Before we begin, I just want to say thank you from the bottom of my heart for watching the videos. I really don’t like my voice but I had to do the videos because I truly believe post-processing skill is a MUST if you want to take photography to the next level. I cannot ignore this topic in my blog and I want to do this through videos so you can learn quicker and more efficiently.
If you look at the length of each video they are just about 5 minutes long. But they took me more than 2 hours to produce one video. I would say I spent at least 10 hours on producing these content so you won’t be learning each little detail but instead understand the workflow and big picture of using Adobe Lightroom. Thank you once again and look forward to more tutorial videos coming up!
HSL panel – what the HSL panel does is to let you work on each color individually and make adjustments to them. You have 3 tools inside this panel, The Hue, saturation, and luminance. Let me describe what they are below:
The hue – is the shade of color that you’re making adjustments to. It can make green look from yellow to green and make red to turn from orange to pink. So in the photo shown in the video, if I work on the red I can make the cars on the highway look from orange to pink. And if I work on the orange then I can make the bridges look from yellow to red.
The saturation – is to set how vibrance of a color you want it to be. You can change the color from colorful all the way to grey. Back to the example in the video, if I work on the orange color it’ll turn the bridges and cars on the highway looks grey. Basically, this tool adds or disables the pop of color in your photo.
The luminance – set the exposure of a particular color and it control the brightness and darkness of a tone. So again back in the example in the video, if I work on the orange color I can make it overexposed or underexposed on the highway areas.
A cool tip that I want to showed you in the video is that if you click on the little dot on the top left hand side of the HSL panel. It shows you what color it is relating to in the photo. You can move around the mouse curser and it’ll show what color you can work on. To test it out in the video, I knew the sky is blue so if I move my mouse to that area you see the HSL panel has the blue section highlighted.
Split toning – Going down to the next panel area it is split toning. This is used for changing the way color looks in the photo. To make this as little technical as possible in the video I showed you the way you should use it. It is to move the saturation bar to full before moving the hue slider. Therefore, in the highlights section inside split toning, I should move the saturation slider to the maximum, and then move the hue slider left and right until you see a color that looks good in this photo and work your way backwards. This goes the same with the shadows tool at the bottom.

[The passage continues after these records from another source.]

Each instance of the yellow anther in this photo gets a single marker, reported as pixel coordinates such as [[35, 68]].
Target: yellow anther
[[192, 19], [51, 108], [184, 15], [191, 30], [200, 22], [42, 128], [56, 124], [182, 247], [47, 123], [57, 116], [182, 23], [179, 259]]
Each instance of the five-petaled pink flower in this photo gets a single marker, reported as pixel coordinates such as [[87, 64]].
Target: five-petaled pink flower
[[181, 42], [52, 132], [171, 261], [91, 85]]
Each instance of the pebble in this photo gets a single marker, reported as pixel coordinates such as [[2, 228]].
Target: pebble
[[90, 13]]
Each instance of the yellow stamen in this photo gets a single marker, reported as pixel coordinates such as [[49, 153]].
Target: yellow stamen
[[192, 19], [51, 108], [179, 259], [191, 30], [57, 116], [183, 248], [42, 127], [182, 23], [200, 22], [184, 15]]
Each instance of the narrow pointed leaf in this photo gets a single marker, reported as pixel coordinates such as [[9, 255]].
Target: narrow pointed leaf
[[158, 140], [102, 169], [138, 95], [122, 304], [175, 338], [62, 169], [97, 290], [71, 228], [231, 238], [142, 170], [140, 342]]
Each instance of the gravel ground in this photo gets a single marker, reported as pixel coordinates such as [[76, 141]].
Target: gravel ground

Lens correction panel – The one thing you can do here is to check the “enable profile correction” box. What this does is to tell lightroom to use the information contained in your image to get detail about your lens and apply corrections base on problems it is aware of. For example, if you are using a wide-angle lens and the edges are not straight, then lightroom is going to straighten the lines for you. Personally I hardly use this panel so I wont spend too much time on it.
Camera calibration panel – Lastly, in the camera calibration panel you can use the profile section to select different presents available for your camera. The reason to do this is to make Lightroom shows the photo exactly like behind of your camera’s LCD screen.